Sorry I've been MIA for so long...I never realized life with a toddler would absorb so much of what was yesterday's down time. I hope to pick up the pace this summer.
Meanwhile, I found some photos I took while visiting the Decorative Arts Museum in Barcelona (before baby). It was designed by Gaudí for one of his major patrons, Eusebi Güell.
This Italianate-style palace was officially opened by King Alfonso XIII in 1926. It now belongs to Barcelona's Town Hall and is a museum and is rented out for special social or business functions.
The beautifully landscaped formal gardens with the two museums take up one wing of the palace and are open to the public.

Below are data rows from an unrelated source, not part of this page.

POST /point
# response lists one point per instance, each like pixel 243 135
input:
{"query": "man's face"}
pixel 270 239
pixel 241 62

Those museums are called the Museu de les Arts Decoratives (Museum of Decorative Arts) and Museu de Ceràmica (Ceramics Museum). They display a fine collection of period furniture, stained-glass, gold and silver, porcelain and antique clocks. You'll see some outstanding original ceramics by Miró and Picasso as well.

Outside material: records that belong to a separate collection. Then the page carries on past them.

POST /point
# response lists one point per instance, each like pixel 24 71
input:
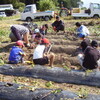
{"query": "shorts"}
pixel 41 61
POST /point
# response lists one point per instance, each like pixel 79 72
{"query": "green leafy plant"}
pixel 49 84
pixel 83 93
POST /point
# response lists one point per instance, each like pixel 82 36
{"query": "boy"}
pixel 81 29
pixel 16 53
pixel 40 56
pixel 91 57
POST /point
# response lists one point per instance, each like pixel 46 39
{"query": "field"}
pixel 64 48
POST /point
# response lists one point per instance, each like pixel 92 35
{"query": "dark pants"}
pixel 16 33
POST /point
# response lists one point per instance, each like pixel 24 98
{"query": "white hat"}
pixel 36 31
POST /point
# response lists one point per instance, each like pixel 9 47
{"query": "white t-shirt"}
pixel 38 52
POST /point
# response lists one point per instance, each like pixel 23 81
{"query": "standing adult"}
pixel 81 29
pixel 19 32
pixel 41 56
pixel 58 25
pixel 91 57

The photos captured inside the museum were taken before I was stopped by a docent alerting me to the forbidden photography policy.
Unfortunately, I cannot find my notes regarding what objects are in these photos.
However, I thought the few pieces I captured would help inspire anyone that has an interest in Decorative arts to make this a destination if they get the chance to visit Barcelona, Spain.
The palace is definitely worth visiting, however, it was sparsely furnished in comparison to other european palaces I have visited. And, its scale was small relative to other royal homes that have been turned into museums.
Nevertheless, if you are in Barcelona, it is worth the trip. I specifically remember the relief I felt in the shaded forested gardens on the hot summer day I visited. ThePalace sits high above the city and was a great escape.
Much of what I recall seeing resembled the Moorish influence on the Spanish colonial era.